Believing is seeing

(For the audio version of this blog, please visit: http://brothersinchristcmf.org/wp-content/uploads/2022/04/Mass-Blog-for-the-2nd-Sunday-of-Easter-2022.mp3)

For the original disciples, the distinctions between Jesus and “The Christ” were as stark as the differences between the priesthood and prophecy for many modern Christians. This Sunday we contemplate the mental transition the apostles had to make, from knowing Jesus to BEING Jesus for others. The readings for this Mass show us the contrast between John and Thomas in making that transition (assuming the John of the Book of Revelation is the same John of the Gospel bearing that name).

In the case of John—the author of the Book of Revelation—during his mission on the Greek island of Patmos, his risen Master not only appears to him, but inspires prophetic visions with these instructions (Rev 1:9-11a, 12-13, 17-19):

“Once I was dead, but now I am alive forever and ever. I hold the keys to death and the netherworld. Write down, therefore, what you have seen, and what is happening, and what will happen afterwards.”

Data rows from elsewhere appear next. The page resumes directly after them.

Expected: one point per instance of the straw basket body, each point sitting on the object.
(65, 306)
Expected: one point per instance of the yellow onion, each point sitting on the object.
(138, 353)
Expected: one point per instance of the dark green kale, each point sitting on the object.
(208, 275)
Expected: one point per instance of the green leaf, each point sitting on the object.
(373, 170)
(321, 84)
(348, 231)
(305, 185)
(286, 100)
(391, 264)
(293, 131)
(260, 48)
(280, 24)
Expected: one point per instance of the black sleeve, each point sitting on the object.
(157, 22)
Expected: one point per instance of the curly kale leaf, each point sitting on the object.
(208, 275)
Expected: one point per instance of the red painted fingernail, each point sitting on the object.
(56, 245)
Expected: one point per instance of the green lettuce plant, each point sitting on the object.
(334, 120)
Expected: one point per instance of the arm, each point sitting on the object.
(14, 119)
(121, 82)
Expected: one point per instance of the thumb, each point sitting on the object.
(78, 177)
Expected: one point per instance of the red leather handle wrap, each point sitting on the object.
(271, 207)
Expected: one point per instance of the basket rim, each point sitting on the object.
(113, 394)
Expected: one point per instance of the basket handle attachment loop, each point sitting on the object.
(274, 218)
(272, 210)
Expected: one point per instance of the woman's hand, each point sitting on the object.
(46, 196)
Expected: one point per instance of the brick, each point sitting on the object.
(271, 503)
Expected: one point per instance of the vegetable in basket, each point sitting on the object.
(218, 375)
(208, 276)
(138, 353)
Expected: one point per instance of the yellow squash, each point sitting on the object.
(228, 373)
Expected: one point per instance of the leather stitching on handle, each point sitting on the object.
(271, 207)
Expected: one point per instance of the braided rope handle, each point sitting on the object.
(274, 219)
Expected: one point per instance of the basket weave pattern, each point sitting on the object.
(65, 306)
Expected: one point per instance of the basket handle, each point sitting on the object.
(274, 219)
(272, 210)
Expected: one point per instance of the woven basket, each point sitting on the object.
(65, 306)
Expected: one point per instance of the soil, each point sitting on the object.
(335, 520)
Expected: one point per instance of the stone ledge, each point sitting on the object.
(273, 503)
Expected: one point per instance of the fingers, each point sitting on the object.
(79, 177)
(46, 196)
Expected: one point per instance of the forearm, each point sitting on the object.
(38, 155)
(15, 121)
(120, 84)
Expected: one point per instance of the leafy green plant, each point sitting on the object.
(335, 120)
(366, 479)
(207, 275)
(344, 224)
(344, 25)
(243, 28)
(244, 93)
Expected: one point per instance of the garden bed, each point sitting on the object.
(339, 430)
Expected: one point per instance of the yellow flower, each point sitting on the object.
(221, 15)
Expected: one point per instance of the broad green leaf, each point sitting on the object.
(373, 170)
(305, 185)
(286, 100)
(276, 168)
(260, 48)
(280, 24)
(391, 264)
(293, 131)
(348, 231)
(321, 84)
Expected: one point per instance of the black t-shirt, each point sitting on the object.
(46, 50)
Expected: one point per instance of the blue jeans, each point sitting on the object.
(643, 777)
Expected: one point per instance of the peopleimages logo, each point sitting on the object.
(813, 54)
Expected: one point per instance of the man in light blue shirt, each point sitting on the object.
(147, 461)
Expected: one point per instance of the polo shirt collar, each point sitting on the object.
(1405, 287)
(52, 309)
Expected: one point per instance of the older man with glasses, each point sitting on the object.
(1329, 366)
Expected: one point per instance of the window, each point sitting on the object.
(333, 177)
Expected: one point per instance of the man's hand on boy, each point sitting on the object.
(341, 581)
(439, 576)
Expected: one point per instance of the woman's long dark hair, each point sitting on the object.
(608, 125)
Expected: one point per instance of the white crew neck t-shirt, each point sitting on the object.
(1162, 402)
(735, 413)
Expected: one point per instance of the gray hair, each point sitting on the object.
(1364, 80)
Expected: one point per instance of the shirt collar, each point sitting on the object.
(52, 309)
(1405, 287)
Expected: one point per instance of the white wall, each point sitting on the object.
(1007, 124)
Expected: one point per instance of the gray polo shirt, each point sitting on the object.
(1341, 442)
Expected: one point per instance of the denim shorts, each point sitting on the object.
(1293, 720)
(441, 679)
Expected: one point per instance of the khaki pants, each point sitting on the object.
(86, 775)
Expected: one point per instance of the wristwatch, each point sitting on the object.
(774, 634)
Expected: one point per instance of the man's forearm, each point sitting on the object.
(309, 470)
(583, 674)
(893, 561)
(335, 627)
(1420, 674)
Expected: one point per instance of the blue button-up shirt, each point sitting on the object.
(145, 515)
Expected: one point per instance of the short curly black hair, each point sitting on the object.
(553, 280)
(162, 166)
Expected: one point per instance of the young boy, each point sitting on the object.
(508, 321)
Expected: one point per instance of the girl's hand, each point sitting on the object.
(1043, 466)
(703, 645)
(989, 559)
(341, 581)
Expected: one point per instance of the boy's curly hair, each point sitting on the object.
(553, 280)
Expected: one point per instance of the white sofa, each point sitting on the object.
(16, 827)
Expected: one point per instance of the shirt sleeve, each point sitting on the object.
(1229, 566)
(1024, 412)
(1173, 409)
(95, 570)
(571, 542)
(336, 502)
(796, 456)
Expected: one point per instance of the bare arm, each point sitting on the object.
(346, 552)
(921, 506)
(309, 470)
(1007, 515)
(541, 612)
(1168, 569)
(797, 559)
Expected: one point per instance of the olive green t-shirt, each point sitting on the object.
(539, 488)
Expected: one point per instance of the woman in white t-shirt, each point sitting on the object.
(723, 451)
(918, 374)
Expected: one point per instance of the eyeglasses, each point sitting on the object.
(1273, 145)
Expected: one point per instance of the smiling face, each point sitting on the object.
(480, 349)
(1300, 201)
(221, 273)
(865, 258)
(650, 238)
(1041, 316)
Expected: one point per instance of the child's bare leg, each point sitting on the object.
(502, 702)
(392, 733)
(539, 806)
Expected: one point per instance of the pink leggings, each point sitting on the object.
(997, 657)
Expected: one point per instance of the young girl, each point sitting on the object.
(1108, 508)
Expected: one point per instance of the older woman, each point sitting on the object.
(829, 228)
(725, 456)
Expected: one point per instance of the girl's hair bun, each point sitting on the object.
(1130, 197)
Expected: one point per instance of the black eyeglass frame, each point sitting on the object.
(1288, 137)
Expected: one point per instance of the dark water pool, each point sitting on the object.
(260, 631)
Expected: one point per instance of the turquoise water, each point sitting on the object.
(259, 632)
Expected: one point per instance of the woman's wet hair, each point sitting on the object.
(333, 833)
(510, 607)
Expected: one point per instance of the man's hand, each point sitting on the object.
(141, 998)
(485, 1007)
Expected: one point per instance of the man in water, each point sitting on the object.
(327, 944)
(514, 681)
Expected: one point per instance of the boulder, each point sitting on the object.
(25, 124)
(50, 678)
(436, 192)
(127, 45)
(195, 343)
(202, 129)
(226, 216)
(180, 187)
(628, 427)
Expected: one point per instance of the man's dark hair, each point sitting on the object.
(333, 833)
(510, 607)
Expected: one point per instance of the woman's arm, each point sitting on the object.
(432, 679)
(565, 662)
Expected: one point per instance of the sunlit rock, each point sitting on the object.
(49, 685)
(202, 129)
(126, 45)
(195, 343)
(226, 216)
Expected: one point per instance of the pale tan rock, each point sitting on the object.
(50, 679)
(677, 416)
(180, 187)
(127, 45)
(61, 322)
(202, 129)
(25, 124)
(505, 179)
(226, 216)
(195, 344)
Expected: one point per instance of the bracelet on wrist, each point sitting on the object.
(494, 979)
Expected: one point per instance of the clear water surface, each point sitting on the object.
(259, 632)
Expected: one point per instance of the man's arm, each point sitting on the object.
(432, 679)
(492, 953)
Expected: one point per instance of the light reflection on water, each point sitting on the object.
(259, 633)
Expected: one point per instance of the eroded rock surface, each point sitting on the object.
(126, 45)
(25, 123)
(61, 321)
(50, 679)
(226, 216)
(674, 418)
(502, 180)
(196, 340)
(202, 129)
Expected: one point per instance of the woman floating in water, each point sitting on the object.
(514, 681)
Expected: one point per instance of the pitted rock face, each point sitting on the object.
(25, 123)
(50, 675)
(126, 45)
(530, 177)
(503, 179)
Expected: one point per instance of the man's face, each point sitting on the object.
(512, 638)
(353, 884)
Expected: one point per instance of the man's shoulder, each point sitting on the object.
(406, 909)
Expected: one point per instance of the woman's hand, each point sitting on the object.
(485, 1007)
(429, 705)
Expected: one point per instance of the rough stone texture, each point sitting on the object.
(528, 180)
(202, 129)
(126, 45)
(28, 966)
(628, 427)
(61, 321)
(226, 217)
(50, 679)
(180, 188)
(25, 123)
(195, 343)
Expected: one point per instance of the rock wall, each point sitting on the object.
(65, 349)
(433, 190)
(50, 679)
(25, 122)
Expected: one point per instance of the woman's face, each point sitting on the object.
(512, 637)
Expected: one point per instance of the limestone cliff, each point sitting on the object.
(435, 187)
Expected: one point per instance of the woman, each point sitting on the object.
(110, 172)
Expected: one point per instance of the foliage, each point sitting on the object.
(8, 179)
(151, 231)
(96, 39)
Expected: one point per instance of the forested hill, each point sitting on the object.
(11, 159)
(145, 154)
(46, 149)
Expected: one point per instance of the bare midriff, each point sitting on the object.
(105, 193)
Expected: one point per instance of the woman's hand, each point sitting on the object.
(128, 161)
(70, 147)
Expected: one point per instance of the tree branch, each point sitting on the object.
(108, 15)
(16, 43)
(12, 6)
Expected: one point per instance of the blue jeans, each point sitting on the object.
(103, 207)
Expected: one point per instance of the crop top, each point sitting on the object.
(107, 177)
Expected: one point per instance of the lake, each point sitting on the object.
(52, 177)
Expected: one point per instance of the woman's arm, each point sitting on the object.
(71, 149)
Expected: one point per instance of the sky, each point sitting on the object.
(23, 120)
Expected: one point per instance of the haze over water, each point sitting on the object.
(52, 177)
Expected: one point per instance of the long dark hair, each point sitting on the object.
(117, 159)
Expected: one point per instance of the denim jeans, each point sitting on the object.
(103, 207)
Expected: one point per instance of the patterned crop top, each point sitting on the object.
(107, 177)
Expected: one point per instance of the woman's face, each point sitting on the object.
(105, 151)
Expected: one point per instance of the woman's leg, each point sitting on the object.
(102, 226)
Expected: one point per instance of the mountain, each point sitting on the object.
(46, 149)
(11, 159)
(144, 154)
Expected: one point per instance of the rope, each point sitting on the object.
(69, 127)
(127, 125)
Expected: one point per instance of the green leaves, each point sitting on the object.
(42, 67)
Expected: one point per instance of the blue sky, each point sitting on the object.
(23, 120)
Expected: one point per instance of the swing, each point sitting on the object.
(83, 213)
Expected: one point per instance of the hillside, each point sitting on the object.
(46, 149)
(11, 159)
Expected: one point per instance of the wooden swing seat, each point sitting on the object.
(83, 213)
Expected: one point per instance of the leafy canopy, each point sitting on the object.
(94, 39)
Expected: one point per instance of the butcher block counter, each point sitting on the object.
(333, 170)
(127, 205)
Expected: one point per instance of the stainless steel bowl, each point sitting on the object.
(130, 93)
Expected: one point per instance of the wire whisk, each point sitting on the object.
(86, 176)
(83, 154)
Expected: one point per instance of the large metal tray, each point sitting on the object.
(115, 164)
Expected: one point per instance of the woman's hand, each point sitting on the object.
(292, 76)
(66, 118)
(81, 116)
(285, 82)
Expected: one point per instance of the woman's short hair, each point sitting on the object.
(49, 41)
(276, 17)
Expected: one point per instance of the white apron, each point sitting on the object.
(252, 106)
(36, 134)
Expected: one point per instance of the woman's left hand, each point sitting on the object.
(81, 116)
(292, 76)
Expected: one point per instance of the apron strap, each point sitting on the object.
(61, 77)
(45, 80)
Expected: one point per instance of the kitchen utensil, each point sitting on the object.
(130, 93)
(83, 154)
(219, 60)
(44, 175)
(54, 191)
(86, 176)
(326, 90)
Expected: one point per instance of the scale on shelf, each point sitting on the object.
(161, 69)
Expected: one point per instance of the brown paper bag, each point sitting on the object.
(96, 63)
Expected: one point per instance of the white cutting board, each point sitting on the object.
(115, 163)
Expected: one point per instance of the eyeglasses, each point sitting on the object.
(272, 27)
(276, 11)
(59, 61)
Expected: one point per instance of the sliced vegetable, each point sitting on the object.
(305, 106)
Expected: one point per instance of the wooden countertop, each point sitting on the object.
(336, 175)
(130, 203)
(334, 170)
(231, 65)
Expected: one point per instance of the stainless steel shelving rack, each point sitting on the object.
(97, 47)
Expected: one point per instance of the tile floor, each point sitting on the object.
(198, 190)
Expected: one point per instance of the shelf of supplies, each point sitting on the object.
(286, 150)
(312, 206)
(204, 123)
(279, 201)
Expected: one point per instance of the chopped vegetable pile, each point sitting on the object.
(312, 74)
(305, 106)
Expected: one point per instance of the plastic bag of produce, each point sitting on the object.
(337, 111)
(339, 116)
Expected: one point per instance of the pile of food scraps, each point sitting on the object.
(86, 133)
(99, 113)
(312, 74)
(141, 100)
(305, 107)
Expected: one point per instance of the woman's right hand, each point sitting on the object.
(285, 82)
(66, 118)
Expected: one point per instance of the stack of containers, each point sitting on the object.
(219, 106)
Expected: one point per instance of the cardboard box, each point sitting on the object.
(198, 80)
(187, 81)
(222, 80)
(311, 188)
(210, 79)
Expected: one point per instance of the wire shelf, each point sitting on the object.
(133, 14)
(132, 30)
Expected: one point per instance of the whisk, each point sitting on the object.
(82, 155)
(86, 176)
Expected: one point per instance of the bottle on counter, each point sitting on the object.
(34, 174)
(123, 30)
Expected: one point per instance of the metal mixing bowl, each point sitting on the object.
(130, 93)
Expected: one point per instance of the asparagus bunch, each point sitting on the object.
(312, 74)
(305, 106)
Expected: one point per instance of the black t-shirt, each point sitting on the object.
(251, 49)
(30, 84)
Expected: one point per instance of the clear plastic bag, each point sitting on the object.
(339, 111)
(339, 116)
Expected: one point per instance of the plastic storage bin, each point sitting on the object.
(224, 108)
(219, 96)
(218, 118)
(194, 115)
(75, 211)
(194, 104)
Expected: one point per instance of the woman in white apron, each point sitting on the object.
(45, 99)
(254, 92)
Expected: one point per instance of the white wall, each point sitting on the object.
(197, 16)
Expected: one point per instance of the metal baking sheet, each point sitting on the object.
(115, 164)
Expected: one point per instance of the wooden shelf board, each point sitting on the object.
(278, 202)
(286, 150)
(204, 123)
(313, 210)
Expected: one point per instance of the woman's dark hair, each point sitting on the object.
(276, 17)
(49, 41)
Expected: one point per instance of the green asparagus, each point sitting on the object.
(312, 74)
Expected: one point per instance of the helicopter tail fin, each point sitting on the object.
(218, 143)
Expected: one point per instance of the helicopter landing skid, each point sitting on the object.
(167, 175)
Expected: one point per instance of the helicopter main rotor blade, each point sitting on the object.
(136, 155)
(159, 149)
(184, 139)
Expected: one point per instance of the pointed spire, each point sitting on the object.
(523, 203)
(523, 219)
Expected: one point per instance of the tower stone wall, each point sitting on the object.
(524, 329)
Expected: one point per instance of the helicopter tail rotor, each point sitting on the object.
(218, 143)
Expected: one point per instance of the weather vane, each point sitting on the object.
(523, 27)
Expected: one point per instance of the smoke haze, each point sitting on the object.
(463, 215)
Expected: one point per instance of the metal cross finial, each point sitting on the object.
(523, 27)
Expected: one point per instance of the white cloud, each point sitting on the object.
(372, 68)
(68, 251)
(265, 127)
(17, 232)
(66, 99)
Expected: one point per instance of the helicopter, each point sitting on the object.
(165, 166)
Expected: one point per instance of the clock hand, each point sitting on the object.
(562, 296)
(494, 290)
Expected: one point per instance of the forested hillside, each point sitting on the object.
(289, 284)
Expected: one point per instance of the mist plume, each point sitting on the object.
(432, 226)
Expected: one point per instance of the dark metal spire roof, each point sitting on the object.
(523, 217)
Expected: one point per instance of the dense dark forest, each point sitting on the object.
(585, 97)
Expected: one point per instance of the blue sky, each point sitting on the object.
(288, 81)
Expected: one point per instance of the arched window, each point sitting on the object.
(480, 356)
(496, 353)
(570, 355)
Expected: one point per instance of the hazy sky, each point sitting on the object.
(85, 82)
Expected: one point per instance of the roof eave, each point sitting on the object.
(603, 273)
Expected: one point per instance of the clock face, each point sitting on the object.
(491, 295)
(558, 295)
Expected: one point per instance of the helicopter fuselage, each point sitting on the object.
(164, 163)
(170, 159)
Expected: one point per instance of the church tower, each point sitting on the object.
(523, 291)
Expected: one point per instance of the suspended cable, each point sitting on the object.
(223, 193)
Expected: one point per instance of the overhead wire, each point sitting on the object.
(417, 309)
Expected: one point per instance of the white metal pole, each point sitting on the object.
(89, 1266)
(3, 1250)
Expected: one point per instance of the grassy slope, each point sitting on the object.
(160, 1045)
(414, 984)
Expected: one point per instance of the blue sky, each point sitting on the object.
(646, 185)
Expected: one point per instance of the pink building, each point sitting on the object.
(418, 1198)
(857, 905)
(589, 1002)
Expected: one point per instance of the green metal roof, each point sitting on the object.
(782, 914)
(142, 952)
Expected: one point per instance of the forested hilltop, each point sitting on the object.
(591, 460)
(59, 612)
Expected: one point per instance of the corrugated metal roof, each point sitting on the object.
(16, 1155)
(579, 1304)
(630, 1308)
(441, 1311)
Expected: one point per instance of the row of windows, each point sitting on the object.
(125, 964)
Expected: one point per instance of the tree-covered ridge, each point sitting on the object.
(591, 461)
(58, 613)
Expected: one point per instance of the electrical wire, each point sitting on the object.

In contrast, John’s gospel (Jn 20:19-31) shows us a Thomas who is still reeling from the horrific nature and effects of his Master’s death. He believes he must now carry on without Jesus. Then the Master suddenly appears, but instead of giving Thomas and his colleagues the hazy spiritual symbolism John took and ran with as divine revelation, Jesus knew “Doubting Thomas” needed the comfort only his bodily senses could reveal (“Unless I see the mark of the nails in his hands and put my finger into the nailmarks and put my hand into his side, I will not believe.”).

Only then, Thomas must have thought, would I be able to share my Master’s revelations with others. But the gentle rebuke his resurrected Master gave Thomas has become as important a piece of revelation to help guide future Doubting Thomas’s like us along life’s path.

“Have you come to believe because you have seen me? Blessed are those who have not seen and have believed.”

You and I are called to be among those blessed faith-filled believers. We make up a church built both on priestly sacraments to help us see the unseeable and on prophetic revelations to help us know the unknowable. But according to Richard Rohr, OFM, an American Franciscan priest and writer on spirituality,  the faith of some believers relies a bit too much on what their priests reveal to them and not nearly enough on the kind of prophecy Jesus reveals to us through regular prayer. “The result has often been religion for religion’s sake,” he writes. “How can we envision a new world when we have never fallen away from the old?”

The old world is one in which our church’s teachings about the divine nature of human life as revealed in the Blessed Sacrament had to simply co-exist  uncomfortably with the world’s sacrament of reproductive “Choice.” Our world’s Doubting Thomases—whose beliefs in life’s divinity depend solely on the lives they can see outside the womb’s universe—need to hear the prophecy of believers who know that even non-visible lives are one with the indivisible Holy Trinity of Jesus’s existence: The Way, The Truth AND The Life.

The old world’s history is filled with stories of earthly kings turning God’s prophets into martyrs. A new world is struggling to be born. Its prophets believe in God’s presence within us without seeing it, and they are devoting themselves to helping others envision the sanctity of human existence. Their prophecy is a perpetual prayer, as sacramental in its symbolism as it is practical in the physical strength the Master’s eternal words inspire: “Heaven and earth will pass away, but My words will never pass away.”